The output per is a column vector containing the periods $\,P,\frac P2,\frac P3,\ldots,\frac Pk\,,$ where $\,P = N\Delta T\,.$

The output sqrcoef is a column vector containing the numbers

$$ \sqrt{ \text{DFT}(k)\cdot \overline{\text{DFT}(k)} } = \frac N2\sqrt{a_k^2 + b_k^2}\,, $$

for $\,k = 1,\ldots,K\,.$

The periodogram is then obtained with the command:
plot(per,sqrcoef)

OCTAVE requires two changes:

You must write
ones(size(d))
instead of
ones(d)
The last line of the function must be:
endfunction

MATLAB Example

The following example gives a time-comparison between computing the periodogram via the program in Section $2.6$, and via a fast Fourier transform.

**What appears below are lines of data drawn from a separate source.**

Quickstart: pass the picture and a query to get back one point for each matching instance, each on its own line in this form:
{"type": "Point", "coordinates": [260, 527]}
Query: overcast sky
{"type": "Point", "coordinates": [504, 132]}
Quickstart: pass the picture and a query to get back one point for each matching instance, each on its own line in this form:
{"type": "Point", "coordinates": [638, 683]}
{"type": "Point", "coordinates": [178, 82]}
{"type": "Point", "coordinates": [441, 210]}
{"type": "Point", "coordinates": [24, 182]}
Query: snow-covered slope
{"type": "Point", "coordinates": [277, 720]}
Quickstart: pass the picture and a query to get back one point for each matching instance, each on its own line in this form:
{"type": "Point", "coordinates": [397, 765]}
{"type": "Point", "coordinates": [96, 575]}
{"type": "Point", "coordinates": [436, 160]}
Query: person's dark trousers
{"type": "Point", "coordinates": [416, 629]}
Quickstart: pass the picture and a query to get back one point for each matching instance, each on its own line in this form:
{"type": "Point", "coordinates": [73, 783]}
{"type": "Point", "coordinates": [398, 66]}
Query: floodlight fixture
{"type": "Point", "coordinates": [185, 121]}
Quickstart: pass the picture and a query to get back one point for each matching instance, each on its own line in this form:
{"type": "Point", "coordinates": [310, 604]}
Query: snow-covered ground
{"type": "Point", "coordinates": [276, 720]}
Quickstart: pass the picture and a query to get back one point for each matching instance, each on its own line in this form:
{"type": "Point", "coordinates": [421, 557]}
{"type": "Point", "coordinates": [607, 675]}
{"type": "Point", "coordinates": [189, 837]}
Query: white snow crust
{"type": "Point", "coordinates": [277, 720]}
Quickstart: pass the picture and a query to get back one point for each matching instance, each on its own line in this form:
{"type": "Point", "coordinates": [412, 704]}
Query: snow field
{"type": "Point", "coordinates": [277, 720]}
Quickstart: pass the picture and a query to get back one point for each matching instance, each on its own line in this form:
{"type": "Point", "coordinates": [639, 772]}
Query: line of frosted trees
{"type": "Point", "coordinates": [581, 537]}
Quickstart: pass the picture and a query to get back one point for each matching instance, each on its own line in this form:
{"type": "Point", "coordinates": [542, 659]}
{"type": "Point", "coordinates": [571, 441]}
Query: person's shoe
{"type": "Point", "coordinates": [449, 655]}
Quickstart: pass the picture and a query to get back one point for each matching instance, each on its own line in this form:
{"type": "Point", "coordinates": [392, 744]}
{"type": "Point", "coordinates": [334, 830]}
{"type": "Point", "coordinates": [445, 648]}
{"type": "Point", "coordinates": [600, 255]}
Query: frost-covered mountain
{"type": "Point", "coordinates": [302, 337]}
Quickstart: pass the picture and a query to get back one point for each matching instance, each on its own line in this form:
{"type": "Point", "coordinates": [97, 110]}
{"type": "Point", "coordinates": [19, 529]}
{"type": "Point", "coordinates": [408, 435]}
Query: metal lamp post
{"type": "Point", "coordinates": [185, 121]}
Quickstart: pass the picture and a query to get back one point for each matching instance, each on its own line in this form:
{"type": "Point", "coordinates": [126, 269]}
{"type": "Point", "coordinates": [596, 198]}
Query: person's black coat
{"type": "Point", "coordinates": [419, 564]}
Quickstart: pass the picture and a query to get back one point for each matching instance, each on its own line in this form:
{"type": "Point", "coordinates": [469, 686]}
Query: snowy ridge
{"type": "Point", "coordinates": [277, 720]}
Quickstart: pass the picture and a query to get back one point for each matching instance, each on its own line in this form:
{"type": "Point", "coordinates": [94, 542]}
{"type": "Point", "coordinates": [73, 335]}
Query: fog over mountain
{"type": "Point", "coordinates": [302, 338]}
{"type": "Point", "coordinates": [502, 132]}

Matlab Example: time comparison; periodogram

The line ‘subplot(221)’ is optional; omit it if you don't need a grid of smaller plots. Recall that

subplot(22x)

enables a $\,2\times 2\,$ grid of plots, with the position in this grid determined by the value of x :

Value of x	Position in grid
$1$	first row, first column
$2$	first row, second column
$3$	second row, first column
$4$	second row, second column

When I put my dissertation online in the year $2025$, both functions (dfs and pervfft) ran this example in less time than it took me to blink—a testament to increased computing speeds over the decades!